During Jiang's tenure as PetroChina chairman, which began in May 2007, the company saw the initial public offering on the Shanghai Stock Exchange, completion of China's second west-to-east gas pipeline and expansion of its business into Iraq, Australian coal-bed methane and North American oil sands. Last week, China National Petroleum Corp, PetroChina's state parent, agreed to buy a 28.57 percent stake in Italian oil company Eni SpA's East African unit for US$4.2 billion, accessing gas assets in Mozambique.

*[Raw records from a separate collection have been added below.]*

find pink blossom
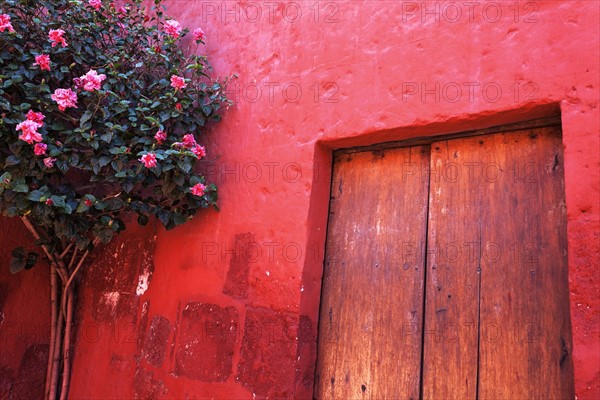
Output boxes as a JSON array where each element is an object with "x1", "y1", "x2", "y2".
[
  {"x1": 16, "y1": 119, "x2": 42, "y2": 144},
  {"x1": 88, "y1": 0, "x2": 102, "y2": 10},
  {"x1": 154, "y1": 131, "x2": 167, "y2": 144},
  {"x1": 139, "y1": 153, "x2": 156, "y2": 168},
  {"x1": 50, "y1": 89, "x2": 77, "y2": 111},
  {"x1": 0, "y1": 14, "x2": 15, "y2": 32},
  {"x1": 25, "y1": 110, "x2": 46, "y2": 127},
  {"x1": 194, "y1": 28, "x2": 206, "y2": 42},
  {"x1": 117, "y1": 22, "x2": 129, "y2": 37},
  {"x1": 33, "y1": 143, "x2": 48, "y2": 156},
  {"x1": 44, "y1": 157, "x2": 56, "y2": 168},
  {"x1": 75, "y1": 69, "x2": 106, "y2": 92},
  {"x1": 183, "y1": 133, "x2": 196, "y2": 149},
  {"x1": 171, "y1": 75, "x2": 187, "y2": 89},
  {"x1": 164, "y1": 19, "x2": 181, "y2": 39},
  {"x1": 190, "y1": 183, "x2": 206, "y2": 196},
  {"x1": 192, "y1": 145, "x2": 206, "y2": 159},
  {"x1": 111, "y1": 2, "x2": 127, "y2": 15},
  {"x1": 33, "y1": 54, "x2": 50, "y2": 71},
  {"x1": 48, "y1": 29, "x2": 67, "y2": 47}
]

"While Jiang has delivered on major projects and continued international expansion, his reign has been far from rewarding for shareholders," analysts at Sanford C. Bernstein & Co wrote.

Return on invested capital has dropped from 16 percent to 8 percent as Jiang has focused on too much on revenue growth and strategy and less on profitability. "The change of top leadership could offer the opportunity for change at the company, although we see this as unlikely," they said.

PetroChina said Zhou Jiping, vice chairman, will assume Jiang's role in the interim. Bernstein analysts said Zhou, 60, is unlikely to be promoted to the top job because of his age.

China last reshuffled top executives' jobs in its oil industry in 2011, when Fu Chengyu, the former chairman of top offshore producer CNOOC Ltd was appointed as head of Sinopec, China's second-largest oil company and Asia's biggest refiner, while Wang Yilin, a former deputy general manager of China National Petroleum Corp, filled the void at CNOOC.

PetroChina rose 0.57 percent to 8.89 yuan (US$1.43) in Shanghai. The share price was way off its all-time of 48.6 yuan, reached on November 5, 2007, the first day of its trading, which made the company the world's largest by market value then.